State attribute regimes, such as state net operating loss calculation and usage rules, can vary significantly from federal, and opportunities exist in relation to attributes generated before establishing nexus, becoming a member of a combined or consolidated group, and acquiring, merging or liquidating an entity. If a company has substantial tax attributes trapped in a perennially underperforming or newly acquired entity and has another entity that could fully utilize those attributes, it may be beneficial to merge those entities or, in some cases, to elect or request to file on a combined or consolidated basis.
Current-year deduction maximization
If a company has multiple entities in its structure, it may be beneficial to examine projections of current-year income and deductions to identify isolated current-year loss entities. It may be possible to fully utilize the deductions creating those projected losses through expense allocation, transferring payroll or property, restructuring, or electing or requesting to file on a combined or consolidated basis.

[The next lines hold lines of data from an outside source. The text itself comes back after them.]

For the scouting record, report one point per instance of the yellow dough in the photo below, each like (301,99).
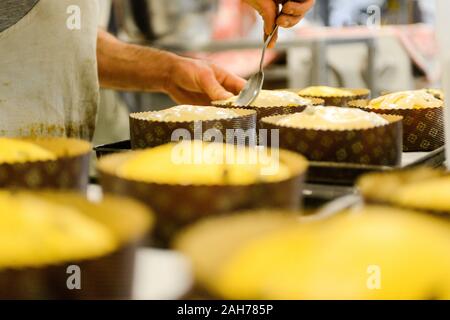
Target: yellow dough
(273,98)
(189,113)
(333,118)
(370,253)
(431,194)
(16,151)
(196,162)
(406,100)
(37,232)
(211,241)
(325,91)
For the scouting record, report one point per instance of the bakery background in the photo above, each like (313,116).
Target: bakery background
(400,56)
(377,203)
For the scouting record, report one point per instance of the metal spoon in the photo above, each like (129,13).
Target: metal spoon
(255,83)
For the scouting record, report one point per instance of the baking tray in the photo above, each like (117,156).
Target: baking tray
(328,173)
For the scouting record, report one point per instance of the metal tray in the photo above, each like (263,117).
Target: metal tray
(328,173)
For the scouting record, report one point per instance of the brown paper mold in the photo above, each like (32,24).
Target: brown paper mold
(423,129)
(341,100)
(146,133)
(423,189)
(105,272)
(381,145)
(263,112)
(69,170)
(177,205)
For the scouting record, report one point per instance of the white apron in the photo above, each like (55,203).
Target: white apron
(48,72)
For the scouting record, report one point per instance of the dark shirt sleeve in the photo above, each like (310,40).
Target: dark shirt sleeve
(11,11)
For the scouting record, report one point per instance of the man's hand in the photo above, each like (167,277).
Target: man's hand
(128,67)
(290,15)
(194,81)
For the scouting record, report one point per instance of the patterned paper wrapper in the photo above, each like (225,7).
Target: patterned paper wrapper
(151,133)
(263,112)
(341,101)
(179,205)
(423,129)
(380,145)
(70,171)
(108,277)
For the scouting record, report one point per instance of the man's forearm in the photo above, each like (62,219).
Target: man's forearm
(128,67)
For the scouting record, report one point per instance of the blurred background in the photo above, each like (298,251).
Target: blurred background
(383,45)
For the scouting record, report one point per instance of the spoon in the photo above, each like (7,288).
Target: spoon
(255,83)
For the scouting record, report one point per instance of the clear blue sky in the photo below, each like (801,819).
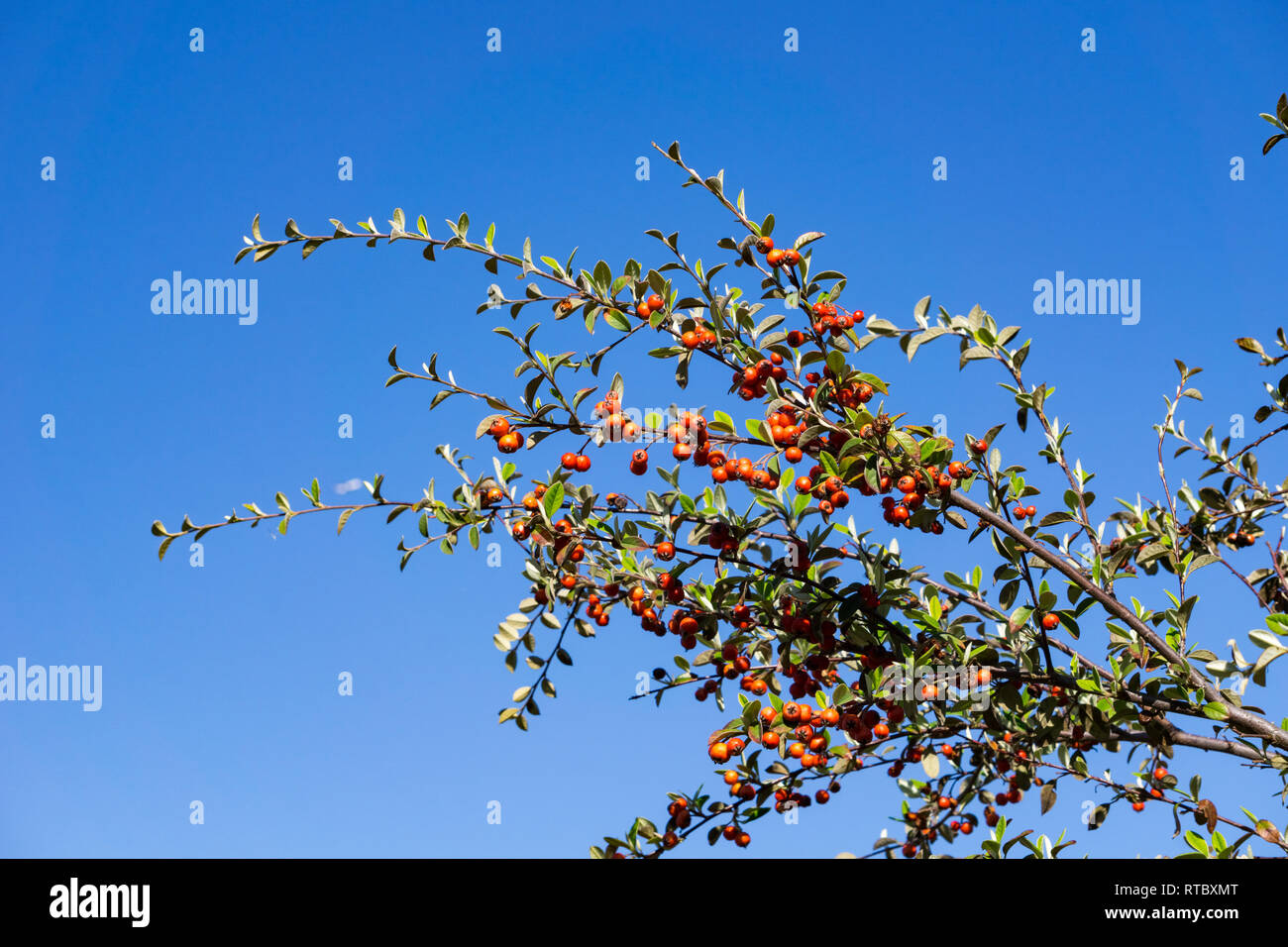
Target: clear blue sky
(220,682)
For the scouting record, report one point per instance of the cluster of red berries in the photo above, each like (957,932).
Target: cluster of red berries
(506,441)
(649,305)
(827,318)
(777,258)
(751,381)
(575,462)
(698,337)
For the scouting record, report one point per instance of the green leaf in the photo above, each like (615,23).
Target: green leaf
(553,500)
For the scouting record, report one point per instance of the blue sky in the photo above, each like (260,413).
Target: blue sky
(220,682)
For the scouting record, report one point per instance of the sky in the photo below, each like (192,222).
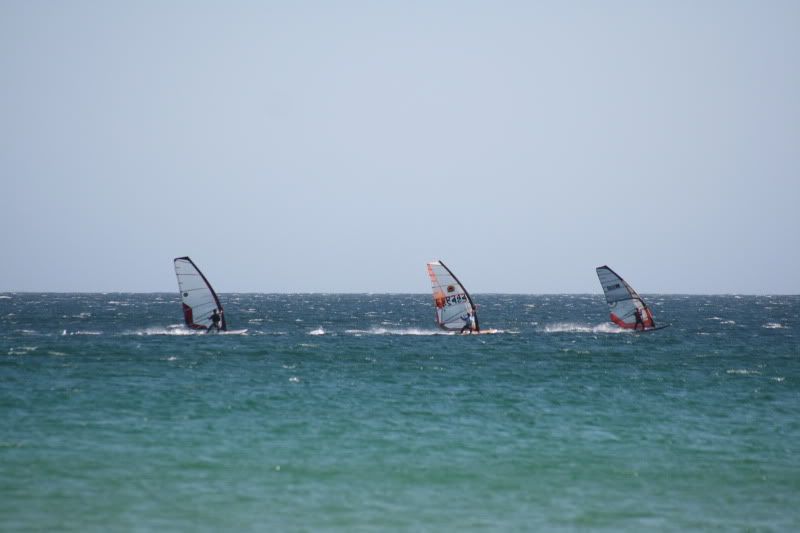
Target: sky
(339,146)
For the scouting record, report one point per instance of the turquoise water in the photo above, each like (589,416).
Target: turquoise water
(351,413)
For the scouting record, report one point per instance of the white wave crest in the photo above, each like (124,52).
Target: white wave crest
(22,350)
(393,331)
(572,327)
(180,330)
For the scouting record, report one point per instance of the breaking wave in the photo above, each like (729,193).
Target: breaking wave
(572,327)
(393,331)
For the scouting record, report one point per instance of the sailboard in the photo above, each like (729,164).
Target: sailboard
(624,302)
(452,303)
(197,296)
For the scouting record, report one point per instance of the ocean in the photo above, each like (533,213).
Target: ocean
(351,412)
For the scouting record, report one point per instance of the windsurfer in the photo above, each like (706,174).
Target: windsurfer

Depending on the circumstances, filing state income tax returns on a mandatory combined basis can provide substantial benefits or detriments to taxpayers. It is important to determine whether the business has the requisite control, integration and flow of value to establish unity and to model state income taxes on a separate and combined basis. Where sufficient value exists, it may be advisable to take steps to break or create unity. This analysis is particularly important if the company has completed, or is going to complete, a major acquisition or disposition of entities or assets during the tax year.
Shared services consolidation
Many businesses have duplicative functions, such as payroll and billing, within legal entities or business units. By consolidating these functions in a single entity and setting up intercompany charges, it may be possible to create operational savings and tax benefits via nexus isolation and shifting taxable income to states with favorable tax base computations, apportionment rules or rates.
Sales tax exemption review
Many exemptions are subject to sunset provisions or have been substantively modified or repealed by legislation that will take effect next year. It is important to review exemptions the company has historically utilized to determine whether any of them will cease to be effective next year or will change in a manner that will take the company or its purchases out of the qualifying class. By identifying these soon-to-be lost exemptions, the company may be able to find room in the budget now to make planned purchases before time runs out.
Credits and incentives compliance
Many state tax credit programs and incentive packages have ongoing annual compliance requirements that must be met in order to retain benefits and avoid claw-backs. It is important for a company benefitting from state credits and incentives to understand its continuing compliance responsibilities, ensure that it meets commitments (such as those associated with new hiring, job retention and investment) by agreed-upon deadlines, and file all required forms and data in a timely manner. By reviewing active state credit and incentive agreements and applicable statutory and regulatory requirements and taking the right steps now to keep in compliance for this year, a company can avoid having to go through the arduous process of renegotiating deals or the outright loss of prior, current and future benefits.